The early phase of brand experience projects has changed fundamentally. What once began with sketches, references and alignment meetings now often starts with fully realised visuals generated in minutes. A festival lounge with sparks suspended mid-air. A pop-up structure featuring oversized floating fruit. A futuristic mobile bar that looks production-ready before a single technical drawing exists.
For clients and agencies alike, this shift matters. AI speeds up early thinking and turns abstract ideas into visible form. Even without a design background, decision-makers can express preferences more clearly. Alignment happens faster because everyone is reacting to the same image.
But a convincing image is not the same as a concept that can be built.
AI generates visual plausibility, not structural feasibility. It does not calculate structural stability, assess material compatibility or account for transport, installation time, labour effort and real market pricing. It produces a compelling image, not a validated solution. This is where friction begins.
The Advantage: Visual Clarity at Speed
Early visualisation has clear advantages. AI helps give shape to creative ideas before time and budget are heavily invested. Marketing teams can share concrete options instead of abstract descriptions. Conversations become more focused, and direction becomes clearer.
For many clients, this feels liberating. Decisions are made with greater confidence when there is something tangible to evaluate. In this sense, AI strengthens early dialogue and sharpens feedback.
The Disconnect: When Image Meets Implementation
The challenge begins when AI-generated images are treated as realistic options. An AI render can make a structure appear lightweight and effortless. In reality, achieving that look may require costly materials, complex engineering or difficult transport solutions.
The image suggests simplicity. Production reveals complexity.
The result is a growing gap between what is imagined and what can actually be delivered within real-world constraints.
The Hidden Shift in the Offer Phase
As a consequence, agencies that both design and produce, as well as production partners, increasingly perform substantial technical translation before they can even submit an offer. The image has to be interpreted. Materials need to be defined. Structural systems must be clarified. Logistics and installation sequences have to be planned. Only then can reliable pricing begin.
This work is necessary, but it often goes unnoticed. Technical checks and validation shift into the offer phase without being formally recognised or compensated. At the same time, the polished render has already set expectations. When adjustments are required, they can feel like compromises rather than improvements. Budget discussions then become reactive instead of strategic.
The Budget Gap
AI-generated images often look high-end by default. They are trained on visually striking reference material, where dramatic lighting, premium finishes and ambitious scale are common. As a result, the output tends to feel polished and impressive, regardless of the actual budget behind the project.
When cost implications are not addressed early, alignment happens too late. Expectations are shaped by the visual, and feasibility has to follow afterwards. The more a project is defined by aesthetics before cost and construction are considered, the greater the risk of misalignment.
Integrating Reality Earlier
None of this means AI should be avoided. It can improve clarity, speed and engagement in the conceptual phase. The question is not whether to use AI, but how.

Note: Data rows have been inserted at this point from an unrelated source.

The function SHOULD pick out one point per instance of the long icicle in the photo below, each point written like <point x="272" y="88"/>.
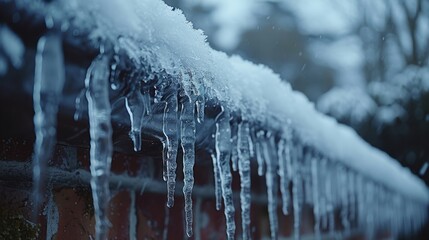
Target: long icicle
<point x="134" y="103"/>
<point x="171" y="142"/>
<point x="244" y="171"/>
<point x="187" y="127"/>
<point x="284" y="179"/>
<point x="132" y="229"/>
<point x="99" y="110"/>
<point x="48" y="85"/>
<point x="316" y="208"/>
<point x="268" y="146"/>
<point x="259" y="136"/>
<point x="218" y="183"/>
<point x="297" y="190"/>
<point x="234" y="143"/>
<point x="223" y="153"/>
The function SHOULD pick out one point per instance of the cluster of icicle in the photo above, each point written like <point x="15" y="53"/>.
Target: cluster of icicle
<point x="328" y="186"/>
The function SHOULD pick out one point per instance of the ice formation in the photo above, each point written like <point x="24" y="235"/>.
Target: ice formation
<point x="166" y="62"/>
<point x="49" y="80"/>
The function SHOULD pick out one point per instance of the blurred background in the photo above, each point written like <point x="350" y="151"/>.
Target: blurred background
<point x="363" y="62"/>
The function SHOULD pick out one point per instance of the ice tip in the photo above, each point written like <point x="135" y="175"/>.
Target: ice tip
<point x="136" y="138"/>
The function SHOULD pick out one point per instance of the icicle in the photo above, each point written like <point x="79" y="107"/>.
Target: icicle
<point x="330" y="207"/>
<point x="132" y="231"/>
<point x="316" y="209"/>
<point x="284" y="180"/>
<point x="223" y="153"/>
<point x="171" y="139"/>
<point x="166" y="223"/>
<point x="244" y="171"/>
<point x="271" y="181"/>
<point x="134" y="103"/>
<point x="297" y="190"/>
<point x="79" y="105"/>
<point x="218" y="183"/>
<point x="343" y="183"/>
<point x="99" y="109"/>
<point x="323" y="205"/>
<point x="260" y="153"/>
<point x="200" y="104"/>
<point x="52" y="217"/>
<point x="234" y="143"/>
<point x="146" y="100"/>
<point x="308" y="183"/>
<point x="48" y="85"/>
<point x="187" y="127"/>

When AI visuals are used as starting points and technical expertise is involved early, ambition and feasibility remain aligned. When a visual direction is fixed before it has been tested against reality, tension is almost inevitable.
Brand experience operates at the intersection of storytelling and construction. Creative ambition and operational logic do not compete; they depend on each other.
Looking Forward
The discussion should not revolve around whether AI image generation is useful. It clearly is. AI visuals can serve as inspiration, reference and mood direction. But they are a starting point, not a solution.
For agencies that design and produce what they create, feasibility is part of the concept from the beginning. Their strength lies in developing ideas that already consider structure, materials and cost while preserving the original intent. That expertise should be trusted.
When the render meets reality, the strongest projects are those where vision and buildability are developed together from the start.